En un teatro municipal abarrotado, el cineasta realizó un pregón con un exquisito lenguaje plagado de metáforas, recuerdos y alusiones al significado del tambor. Estuvo acompañado por el alcalde, Ignacio Urquizu, quien recordó a «los que ya no están»; los presidentes de las Cofradías, Amigos del Tambor y el párroco.

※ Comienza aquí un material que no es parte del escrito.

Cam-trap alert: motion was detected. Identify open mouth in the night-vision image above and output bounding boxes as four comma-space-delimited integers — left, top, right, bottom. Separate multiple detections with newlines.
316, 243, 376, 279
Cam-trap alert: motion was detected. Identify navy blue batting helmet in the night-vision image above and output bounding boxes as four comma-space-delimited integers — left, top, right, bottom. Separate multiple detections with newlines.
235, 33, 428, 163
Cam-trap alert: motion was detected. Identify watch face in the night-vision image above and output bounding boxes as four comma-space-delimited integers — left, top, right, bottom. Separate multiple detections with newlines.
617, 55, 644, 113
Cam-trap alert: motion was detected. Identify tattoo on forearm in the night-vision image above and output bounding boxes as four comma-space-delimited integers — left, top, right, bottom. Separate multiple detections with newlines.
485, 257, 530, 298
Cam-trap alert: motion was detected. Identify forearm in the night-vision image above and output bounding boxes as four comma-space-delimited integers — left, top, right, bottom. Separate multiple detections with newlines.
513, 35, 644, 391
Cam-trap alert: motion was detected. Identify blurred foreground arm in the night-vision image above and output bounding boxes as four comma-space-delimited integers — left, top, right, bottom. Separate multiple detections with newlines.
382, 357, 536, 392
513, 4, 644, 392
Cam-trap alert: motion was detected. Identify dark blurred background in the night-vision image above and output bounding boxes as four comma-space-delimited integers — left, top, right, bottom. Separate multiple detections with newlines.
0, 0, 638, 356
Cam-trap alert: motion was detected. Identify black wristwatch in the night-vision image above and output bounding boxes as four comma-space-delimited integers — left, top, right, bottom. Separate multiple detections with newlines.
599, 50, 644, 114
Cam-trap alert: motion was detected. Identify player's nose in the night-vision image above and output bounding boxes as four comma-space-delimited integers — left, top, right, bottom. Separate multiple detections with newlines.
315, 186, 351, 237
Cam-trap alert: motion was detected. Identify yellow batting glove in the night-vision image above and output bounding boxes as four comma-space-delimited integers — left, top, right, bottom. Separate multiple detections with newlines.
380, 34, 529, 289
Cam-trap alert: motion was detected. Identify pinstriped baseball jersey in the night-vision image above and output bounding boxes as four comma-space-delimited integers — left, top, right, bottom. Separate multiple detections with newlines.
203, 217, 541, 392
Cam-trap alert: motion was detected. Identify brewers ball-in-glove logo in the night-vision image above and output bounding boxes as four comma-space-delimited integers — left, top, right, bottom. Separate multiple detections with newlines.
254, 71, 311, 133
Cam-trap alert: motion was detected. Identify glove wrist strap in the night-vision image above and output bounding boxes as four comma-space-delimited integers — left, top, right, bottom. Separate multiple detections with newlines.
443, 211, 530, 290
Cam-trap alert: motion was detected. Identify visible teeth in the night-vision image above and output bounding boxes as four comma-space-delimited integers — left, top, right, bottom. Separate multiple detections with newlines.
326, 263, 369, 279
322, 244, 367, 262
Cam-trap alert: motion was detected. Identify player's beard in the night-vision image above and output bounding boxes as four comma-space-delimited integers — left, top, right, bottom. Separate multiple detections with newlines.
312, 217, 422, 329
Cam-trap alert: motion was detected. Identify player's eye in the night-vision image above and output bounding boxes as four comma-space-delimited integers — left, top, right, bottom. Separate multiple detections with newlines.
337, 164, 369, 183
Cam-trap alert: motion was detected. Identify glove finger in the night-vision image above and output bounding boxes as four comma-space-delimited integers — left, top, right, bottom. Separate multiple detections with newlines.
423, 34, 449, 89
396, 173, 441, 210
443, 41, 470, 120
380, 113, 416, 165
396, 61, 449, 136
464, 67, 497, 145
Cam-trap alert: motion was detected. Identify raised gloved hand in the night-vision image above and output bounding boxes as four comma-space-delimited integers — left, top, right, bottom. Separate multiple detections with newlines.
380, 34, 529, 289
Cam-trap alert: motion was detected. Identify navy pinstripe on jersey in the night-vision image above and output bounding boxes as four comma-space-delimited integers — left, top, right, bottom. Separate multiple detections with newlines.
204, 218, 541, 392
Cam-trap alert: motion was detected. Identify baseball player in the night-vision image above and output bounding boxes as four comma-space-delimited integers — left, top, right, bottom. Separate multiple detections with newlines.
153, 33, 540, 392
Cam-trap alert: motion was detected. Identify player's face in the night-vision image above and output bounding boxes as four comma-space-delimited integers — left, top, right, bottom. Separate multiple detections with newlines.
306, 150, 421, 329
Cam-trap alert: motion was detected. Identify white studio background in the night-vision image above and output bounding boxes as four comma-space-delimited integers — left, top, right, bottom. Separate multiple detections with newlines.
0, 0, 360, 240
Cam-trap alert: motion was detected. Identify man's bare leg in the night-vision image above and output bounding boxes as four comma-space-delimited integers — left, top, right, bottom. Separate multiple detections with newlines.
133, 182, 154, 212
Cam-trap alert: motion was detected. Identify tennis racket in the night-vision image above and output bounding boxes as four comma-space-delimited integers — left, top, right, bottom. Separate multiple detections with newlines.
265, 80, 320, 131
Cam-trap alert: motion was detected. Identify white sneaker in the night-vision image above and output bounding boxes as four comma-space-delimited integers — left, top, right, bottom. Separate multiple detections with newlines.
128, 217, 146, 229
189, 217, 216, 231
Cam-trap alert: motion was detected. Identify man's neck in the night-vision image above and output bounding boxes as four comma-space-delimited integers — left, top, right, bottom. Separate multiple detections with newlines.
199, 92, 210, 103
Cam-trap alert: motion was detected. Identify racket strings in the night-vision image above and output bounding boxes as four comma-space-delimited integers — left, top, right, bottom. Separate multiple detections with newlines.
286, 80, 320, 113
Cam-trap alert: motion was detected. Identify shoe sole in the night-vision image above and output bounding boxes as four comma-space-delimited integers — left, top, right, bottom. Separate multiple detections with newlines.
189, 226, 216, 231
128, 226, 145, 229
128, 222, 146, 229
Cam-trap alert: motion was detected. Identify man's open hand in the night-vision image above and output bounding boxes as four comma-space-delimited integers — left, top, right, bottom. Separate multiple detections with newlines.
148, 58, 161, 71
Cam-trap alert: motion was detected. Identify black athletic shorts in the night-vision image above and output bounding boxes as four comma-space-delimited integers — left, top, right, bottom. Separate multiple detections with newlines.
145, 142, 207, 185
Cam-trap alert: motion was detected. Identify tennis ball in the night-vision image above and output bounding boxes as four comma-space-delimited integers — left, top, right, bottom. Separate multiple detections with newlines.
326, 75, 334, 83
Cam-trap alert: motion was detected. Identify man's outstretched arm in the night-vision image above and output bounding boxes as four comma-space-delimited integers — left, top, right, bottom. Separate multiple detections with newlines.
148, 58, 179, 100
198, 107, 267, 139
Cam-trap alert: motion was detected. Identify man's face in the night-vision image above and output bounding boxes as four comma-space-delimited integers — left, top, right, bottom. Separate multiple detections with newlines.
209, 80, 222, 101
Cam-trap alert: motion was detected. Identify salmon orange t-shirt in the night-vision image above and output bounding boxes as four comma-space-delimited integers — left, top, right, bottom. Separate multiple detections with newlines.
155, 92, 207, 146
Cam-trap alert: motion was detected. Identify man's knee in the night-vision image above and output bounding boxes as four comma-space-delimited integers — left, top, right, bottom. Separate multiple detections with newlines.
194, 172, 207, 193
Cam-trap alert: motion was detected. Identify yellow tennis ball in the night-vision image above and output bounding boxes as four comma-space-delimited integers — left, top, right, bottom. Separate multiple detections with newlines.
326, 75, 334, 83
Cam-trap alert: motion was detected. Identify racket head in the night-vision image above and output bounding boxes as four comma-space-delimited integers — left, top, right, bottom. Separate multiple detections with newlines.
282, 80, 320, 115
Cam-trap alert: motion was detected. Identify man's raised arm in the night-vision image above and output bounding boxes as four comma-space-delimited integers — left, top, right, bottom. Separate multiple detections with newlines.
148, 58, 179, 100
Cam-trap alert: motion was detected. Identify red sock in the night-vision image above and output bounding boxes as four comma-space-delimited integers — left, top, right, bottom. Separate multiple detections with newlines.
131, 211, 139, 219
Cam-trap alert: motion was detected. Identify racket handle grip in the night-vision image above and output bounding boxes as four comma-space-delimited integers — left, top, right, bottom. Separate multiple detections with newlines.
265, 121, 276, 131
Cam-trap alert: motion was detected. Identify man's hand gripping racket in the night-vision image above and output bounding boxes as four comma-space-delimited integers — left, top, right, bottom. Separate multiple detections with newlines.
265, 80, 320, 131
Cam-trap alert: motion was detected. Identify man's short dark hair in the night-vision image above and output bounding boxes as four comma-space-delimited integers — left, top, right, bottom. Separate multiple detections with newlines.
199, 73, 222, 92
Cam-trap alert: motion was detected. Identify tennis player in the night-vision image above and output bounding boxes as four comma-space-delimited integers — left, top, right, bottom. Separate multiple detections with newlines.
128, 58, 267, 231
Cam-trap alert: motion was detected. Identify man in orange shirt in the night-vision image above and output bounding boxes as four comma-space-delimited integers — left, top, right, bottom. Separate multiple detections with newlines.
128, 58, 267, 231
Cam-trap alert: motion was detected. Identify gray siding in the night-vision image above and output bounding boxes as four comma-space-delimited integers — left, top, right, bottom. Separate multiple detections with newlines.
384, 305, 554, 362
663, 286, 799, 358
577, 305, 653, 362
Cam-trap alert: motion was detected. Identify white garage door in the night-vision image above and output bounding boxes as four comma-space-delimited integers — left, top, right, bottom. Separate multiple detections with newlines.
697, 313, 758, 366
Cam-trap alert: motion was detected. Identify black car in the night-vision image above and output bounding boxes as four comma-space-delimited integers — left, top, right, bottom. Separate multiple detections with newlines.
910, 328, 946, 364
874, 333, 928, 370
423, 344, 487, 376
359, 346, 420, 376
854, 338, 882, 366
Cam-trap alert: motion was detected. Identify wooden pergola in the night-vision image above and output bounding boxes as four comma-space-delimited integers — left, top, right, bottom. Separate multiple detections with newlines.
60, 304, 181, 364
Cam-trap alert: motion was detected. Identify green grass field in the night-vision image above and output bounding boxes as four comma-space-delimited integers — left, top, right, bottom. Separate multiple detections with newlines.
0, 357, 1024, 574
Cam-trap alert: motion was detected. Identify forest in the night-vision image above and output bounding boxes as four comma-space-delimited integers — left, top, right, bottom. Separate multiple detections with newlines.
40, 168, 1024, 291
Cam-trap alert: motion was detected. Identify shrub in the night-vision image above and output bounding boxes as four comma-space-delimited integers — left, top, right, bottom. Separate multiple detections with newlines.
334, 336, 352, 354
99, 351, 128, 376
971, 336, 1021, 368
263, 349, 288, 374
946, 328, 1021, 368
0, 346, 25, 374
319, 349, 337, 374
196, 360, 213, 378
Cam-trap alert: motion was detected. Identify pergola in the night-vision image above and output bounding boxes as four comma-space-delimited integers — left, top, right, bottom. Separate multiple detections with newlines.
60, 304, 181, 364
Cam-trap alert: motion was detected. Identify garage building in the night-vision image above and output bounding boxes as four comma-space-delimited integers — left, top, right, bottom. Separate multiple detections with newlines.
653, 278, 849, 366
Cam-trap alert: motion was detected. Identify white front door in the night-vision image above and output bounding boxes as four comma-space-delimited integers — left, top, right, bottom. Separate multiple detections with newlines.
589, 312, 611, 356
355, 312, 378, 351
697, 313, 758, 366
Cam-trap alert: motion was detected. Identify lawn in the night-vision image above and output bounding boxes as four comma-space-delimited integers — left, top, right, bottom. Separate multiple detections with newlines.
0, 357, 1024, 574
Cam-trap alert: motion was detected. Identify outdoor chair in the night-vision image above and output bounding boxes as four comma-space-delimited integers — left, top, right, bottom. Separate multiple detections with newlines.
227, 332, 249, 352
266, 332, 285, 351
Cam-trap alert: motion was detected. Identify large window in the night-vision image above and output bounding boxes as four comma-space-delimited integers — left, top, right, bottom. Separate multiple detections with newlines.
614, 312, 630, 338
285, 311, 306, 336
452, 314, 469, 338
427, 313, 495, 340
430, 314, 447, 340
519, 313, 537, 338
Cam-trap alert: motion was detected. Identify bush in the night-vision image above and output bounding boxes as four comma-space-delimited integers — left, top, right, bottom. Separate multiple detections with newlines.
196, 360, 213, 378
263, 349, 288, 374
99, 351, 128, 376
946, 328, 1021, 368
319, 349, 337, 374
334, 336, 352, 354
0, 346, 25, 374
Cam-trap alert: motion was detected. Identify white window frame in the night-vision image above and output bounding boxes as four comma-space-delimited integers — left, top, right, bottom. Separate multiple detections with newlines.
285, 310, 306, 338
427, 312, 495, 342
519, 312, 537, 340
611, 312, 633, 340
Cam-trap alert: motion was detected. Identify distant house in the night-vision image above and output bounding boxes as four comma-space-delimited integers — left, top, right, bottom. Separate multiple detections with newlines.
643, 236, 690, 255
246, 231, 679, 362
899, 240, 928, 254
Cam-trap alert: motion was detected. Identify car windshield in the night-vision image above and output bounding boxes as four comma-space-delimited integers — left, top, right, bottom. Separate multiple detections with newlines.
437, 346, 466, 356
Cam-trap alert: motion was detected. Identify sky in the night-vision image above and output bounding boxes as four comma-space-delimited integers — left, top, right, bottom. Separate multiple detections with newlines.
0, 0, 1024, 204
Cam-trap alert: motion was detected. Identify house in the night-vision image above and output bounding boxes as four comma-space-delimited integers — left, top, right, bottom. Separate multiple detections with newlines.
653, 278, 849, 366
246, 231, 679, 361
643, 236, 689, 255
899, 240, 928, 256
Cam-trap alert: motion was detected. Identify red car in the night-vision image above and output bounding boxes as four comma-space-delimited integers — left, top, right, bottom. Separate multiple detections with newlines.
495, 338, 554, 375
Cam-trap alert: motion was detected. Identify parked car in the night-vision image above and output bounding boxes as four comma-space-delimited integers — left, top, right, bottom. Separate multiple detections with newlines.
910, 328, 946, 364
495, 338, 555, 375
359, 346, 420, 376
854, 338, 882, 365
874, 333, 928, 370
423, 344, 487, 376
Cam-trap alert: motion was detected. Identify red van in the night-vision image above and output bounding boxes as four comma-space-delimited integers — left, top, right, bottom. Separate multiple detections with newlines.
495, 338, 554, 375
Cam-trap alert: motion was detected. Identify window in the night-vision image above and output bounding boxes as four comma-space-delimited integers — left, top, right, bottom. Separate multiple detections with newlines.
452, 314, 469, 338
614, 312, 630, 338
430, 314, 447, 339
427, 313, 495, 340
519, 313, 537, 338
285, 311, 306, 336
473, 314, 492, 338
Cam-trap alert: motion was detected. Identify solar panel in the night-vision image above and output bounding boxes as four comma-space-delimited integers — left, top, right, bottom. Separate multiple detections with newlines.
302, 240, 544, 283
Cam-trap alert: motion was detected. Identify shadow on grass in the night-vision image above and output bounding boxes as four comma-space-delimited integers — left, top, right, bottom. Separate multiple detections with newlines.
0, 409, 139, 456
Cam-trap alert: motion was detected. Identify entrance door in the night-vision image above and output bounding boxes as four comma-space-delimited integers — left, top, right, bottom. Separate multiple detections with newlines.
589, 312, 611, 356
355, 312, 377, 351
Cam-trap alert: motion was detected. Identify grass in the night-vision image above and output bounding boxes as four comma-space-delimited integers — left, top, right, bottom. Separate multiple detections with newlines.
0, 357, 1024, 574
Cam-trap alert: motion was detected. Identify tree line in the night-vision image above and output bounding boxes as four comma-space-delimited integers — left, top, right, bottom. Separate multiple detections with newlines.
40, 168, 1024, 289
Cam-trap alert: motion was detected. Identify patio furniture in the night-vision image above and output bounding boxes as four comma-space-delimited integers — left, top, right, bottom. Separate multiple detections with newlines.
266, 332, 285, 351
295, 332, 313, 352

Esta Semana Santa, como dijo este lunes ante el Teatro Municipal, tiene «infinitas caras» pero hay una que nos une a todos. A creyentes y no, a los que participan y a los que miran, a los que buscan el espectáculo y a los que se recluyen en su mundo interno, a los de la contrición y a los del exceso, y a todos los demás, que quedamos más o menos por el medio. «Es la que apaga toda razón y se expresa en un lenguaje milenario que vibra en el plexo solar y se expande por el diafragma, y que le devuelve al hombre su misterio. La que es música antes de que hubiera música y conecta la incertidumbre del futuro con las cuevas y el fuego de ayer. La que en Calanda y otros lugares, no aquí, rompe el viernes en el lugar del reloj donde se parte el día, o en otros sitios al morir el jueves, y aquí estalla también, sin nombre propio y a su propio ritmo (y modo) con ese «Que suenen los tambores» en la plaza de España, colándose en el estómago de cada cual y amenazando con hacer añicos los cristales de toda la Tierra Baja. Es la semana, santa y guerrera, apasionada, de la que cada alcañizano es custodio, que no sabe de metáforas, retruécanos o intelecto, la más primaria y pura, en la que cada cual se imagina en el mundo en que nacieron las primeras reglas, antes de las construcciones y los ministerios, cuando hombres y animales se mezclaban sin confundirse y no era obligatoria la palabra, siempre corta para transmitir las verdades de la vida y de la muerte. Ruido, sangre, esperanza y luz, piel, fuego, piedra y desierto. Cataclismo que, como en el temblor de tierra que sucedió a la agonía del Cristo en el relato de Mateo, agrieta el mundo con su fragor para convertir en consecuencias las causas, y aun al revés; cataclismo que habla de todos lo cataclismos que en el mundo han sido, los comunes y los de cada quien, los públicos y los íntimos, los simbólicos y los que desvían el curso de los ríos. Es la Semana Santa que hasta los sordos oyen, porque sacude las palmas de los pies; y las palmas de las manos contra la piedra; y vibra en el estómago, y en los huesos; y crea, sin avisar, imágenes profundas donde no alcanza el pensar, imágenes sin significado corriente que se graban con su incendio en las mil grutas de los mil veces nacidos y los que no nacerán nunca».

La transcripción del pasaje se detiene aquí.